1ère chambre du Conseil d’État, le 17 février 2025, n°495648

Par une décision en date du 17 février 2025, le Conseil d’État s’est prononcé sur les modalités de contrôle et de sanction des centres de santé par les caisses primaires d’assurance maladie. En l’espèce, une association gérant un centre de santé s’est vu infliger par le directeur d’une caisse primaire d’assurance maladie une sanction de suspension, pour une durée de trois ans, de la possibilité d’exercer dans le cadre conventionnel. Cette sanction faisait suite à un contrôle ayant révélé des manquements récurrents en matière de facturation, dont l’ampleur avait été déterminée par une méthode d’extrapolation à partir d’un échantillon de dossiers. Saisi par l’association, le juge des référés du tribunal administratif de Paris a suspendu l’exécution de cette décision, estimant qu’il existait un doute sérieux sur sa légalité. Le juge de première instance a notamment retenu que le recours à une méthode de contrôle par extrapolation était dépourvu de base légale et ne permettait pas de garantir la matérialité des faits ni la proportionnalité de la sanction. La caisse primaire d’assurance maladie a alors formé un pourvoi en cassation contre cette ordonnance. Il revenait donc à la haute juridiction administrative de déterminer si une caisse d’assurance maladie peut légalement fonder une sanction à l’encontre d’un centre de santé sur une méthode de contrôle par extrapolation, alors même qu’aucun texte ne prévoit expressément une telle modalité. Le Conseil d’État répond par l’affirmative, considérant que les dispositions encadrant les relations entre les centres de santé et l’assurance maladie « n’interdisent pas, par elles-mêmes, que la caisse puisse, lorsque la nature du manquement en cause le permet, dresser le relevé de ces faits […] en se fondant, pour déterminer l’ampleur des manquements, sur une extrapolation des résultats obtenus sur un échantillon d’actes représentatif ». Par conséquent, il annule l’ordonnance du juge des référés pour erreur de droit et, statuant sur le fond, rejette la demande de suspension de l’association.

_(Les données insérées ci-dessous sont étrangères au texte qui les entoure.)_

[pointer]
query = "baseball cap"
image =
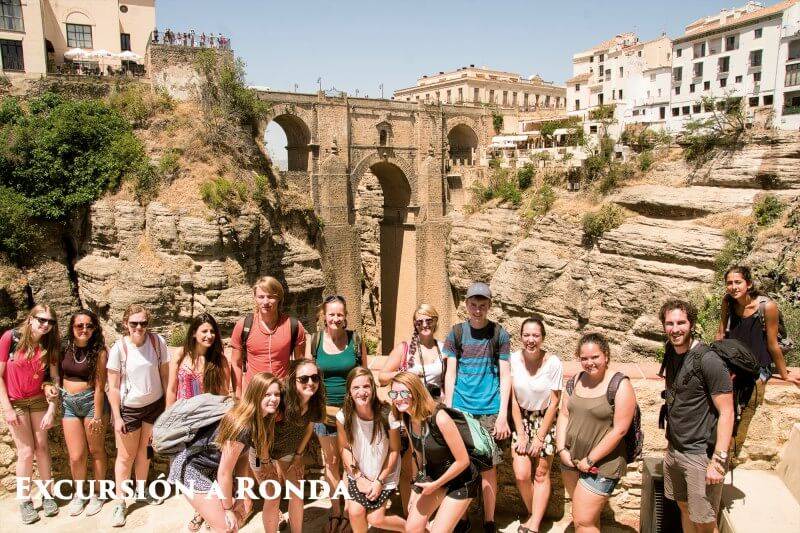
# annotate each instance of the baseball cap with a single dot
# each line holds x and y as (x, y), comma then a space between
(479, 289)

Il convient d’analyser la manière dont le Conseil d’État valide le principe d’un contrôle par extrapolation (I), avant d’étudier les conséquences de cette solution sur l’équilibre des pouvoirs entre les organismes de sécurité sociale et les centres de santé (II).

I. La validation du recours à la méthode de l’extrapolation pour le contrôle des centres de santé

Le Conseil d’État reconnaît la validité de la méthode de l’extrapolation en l’absence de disposition textuelle expresse (B), tout en rappelant le cadre juridique existant qui garantit les droits des centres de santé (A).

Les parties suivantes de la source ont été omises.